Following his short-lived attempt at a career as a schoolteacher, Vivian worked for nearly 27 years for the United States government. Nearly all of that time was spent in the employ of the National Park Service, investigating and stabilizing ruins across the American Southwest and overseeing digs and related projects. From 1942 to 1946, he joined the Army Corps of Engineers in Pecos, Texas, before returning to his post with the National Park Service.

Vivian worked closely with his assistant Roland Richert for 15 years of his career. On March 7, 1953, the National Park Service awarded Vivian the Meritorious Service Award for his years of work on ruins stabilization. Vivian published a number of works on various archaeological sites in the American Southwest during his time with the National Park Service that were reviewed and cited in journals of archaeology.

== Personal life and death ==
Vivian married Myrtle Perce on November 19, 1934. Perce was a schoolteacher as well as a fellow student of anthropology and a photographer. They had three children together: one son, Gwinn, and two daughters, Ruth (1940–1997) and Anne.

Vivian died at the age of 57 on April 29, 1966, after battling leukemia for four years.

== Published works ==
- Vivian, Richard Gordon. "A Re-Study of the Province of Tiguex". January 1, 1932.
- Vivian, Richard Gordon. The Hubbard Site and Other Tri-Wall Structures in New Mexico and Colorado. First Edition.

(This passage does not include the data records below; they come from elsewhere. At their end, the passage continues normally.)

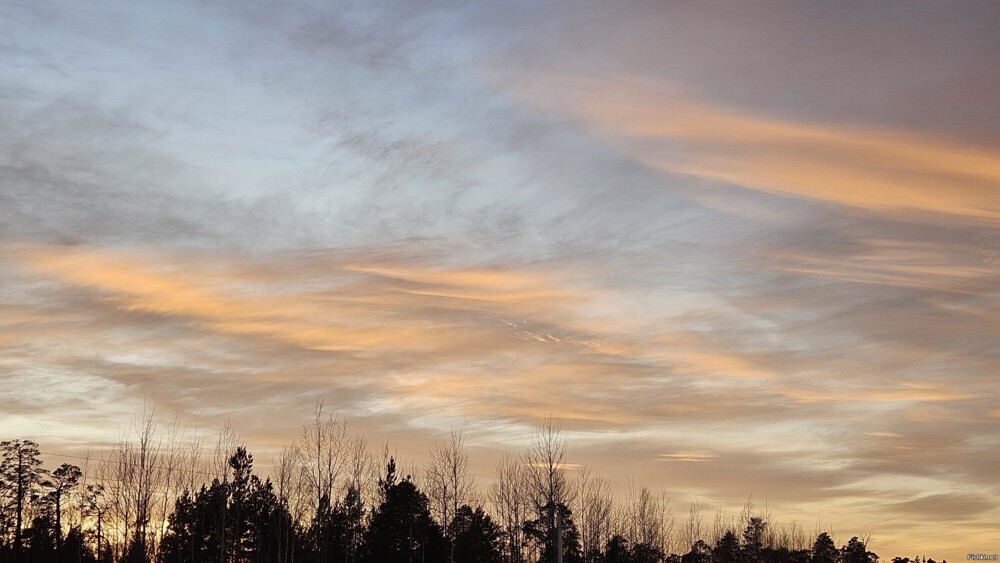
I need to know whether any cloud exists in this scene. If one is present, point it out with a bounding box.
[504,76,1000,225]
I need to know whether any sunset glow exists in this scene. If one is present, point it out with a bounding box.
[0,0,1000,561]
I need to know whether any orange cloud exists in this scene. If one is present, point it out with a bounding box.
[508,77,1000,223]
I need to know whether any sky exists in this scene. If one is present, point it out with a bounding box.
[0,0,1000,560]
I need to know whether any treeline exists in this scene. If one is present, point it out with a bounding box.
[0,410,943,563]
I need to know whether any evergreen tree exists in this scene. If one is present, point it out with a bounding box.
[811,532,840,563]
[364,458,448,563]
[712,530,741,563]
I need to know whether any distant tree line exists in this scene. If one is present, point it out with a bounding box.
[0,403,944,563]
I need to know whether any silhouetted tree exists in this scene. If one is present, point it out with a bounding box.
[0,440,45,560]
[364,458,448,563]
[524,503,583,563]
[448,504,503,563]
[44,463,83,547]
[604,534,632,563]
[743,516,767,563]
[712,530,741,563]
[840,536,878,563]
[681,540,712,563]
[811,532,840,563]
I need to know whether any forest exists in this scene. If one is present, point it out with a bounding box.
[0,403,944,563]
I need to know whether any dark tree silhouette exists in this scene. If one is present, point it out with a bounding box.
[448,504,503,563]
[364,458,448,563]
[840,536,878,563]
[681,540,712,563]
[712,530,741,562]
[524,503,583,563]
[43,463,83,548]
[811,532,840,563]
[0,432,934,563]
[0,440,45,560]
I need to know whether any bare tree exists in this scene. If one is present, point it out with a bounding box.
[525,417,576,563]
[490,452,531,563]
[682,501,705,547]
[576,467,614,556]
[99,414,162,558]
[45,463,83,547]
[424,430,475,530]
[0,440,45,556]
[620,482,676,553]
[299,400,347,513]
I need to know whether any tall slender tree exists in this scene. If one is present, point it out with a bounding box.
[0,440,45,559]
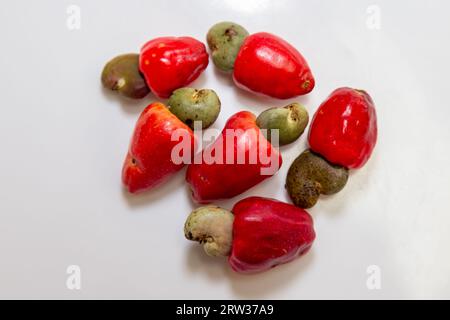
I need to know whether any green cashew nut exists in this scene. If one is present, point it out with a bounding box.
[167,88,220,129]
[101,53,150,99]
[184,206,234,257]
[286,150,348,209]
[256,102,309,146]
[206,22,249,72]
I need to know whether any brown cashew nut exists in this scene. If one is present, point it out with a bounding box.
[286,150,348,209]
[184,206,234,257]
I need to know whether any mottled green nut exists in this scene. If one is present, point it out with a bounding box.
[102,53,150,99]
[206,22,248,72]
[184,206,234,257]
[256,102,309,146]
[286,150,348,209]
[167,88,220,129]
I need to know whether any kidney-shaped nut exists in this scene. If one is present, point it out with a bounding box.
[206,21,248,72]
[184,206,234,257]
[286,150,348,208]
[167,88,220,129]
[256,102,309,146]
[101,53,150,99]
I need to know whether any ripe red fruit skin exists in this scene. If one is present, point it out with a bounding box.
[139,37,209,98]
[228,197,316,273]
[308,88,378,169]
[122,102,195,193]
[186,111,282,203]
[233,32,315,99]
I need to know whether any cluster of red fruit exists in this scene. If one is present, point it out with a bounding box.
[102,22,377,273]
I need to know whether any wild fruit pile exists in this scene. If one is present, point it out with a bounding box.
[101,22,377,273]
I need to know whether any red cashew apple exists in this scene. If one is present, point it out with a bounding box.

National Park Service, 1959.
- Vivian, Richard Gordon and Reiter, Paul. The Great Kivas of Chaco Canyon and Their Relationships. United States: School of American Research, 1960.
- Vivian, Richard Gordon. Gran Quivira: Excavations in a 17th-century Jumano Pueblo. United States: National Park Service, U.S. Department of the Interior, 1964.
- Vivian, Richard Gordon; Mathews, Tom W.; and Reed, Erik Kellerman. Kin Kletso: A Pueblo III Community in Chaco Canyon, New Mexico. United States: Southwestern Monuments Association, 1965.
- Vivian, Richard Gordon. The Three-C Site, an Early Pueblo II Ruin in Chaco Canyon, New Mexico. First Edition. University of New Mexico Press, 1965.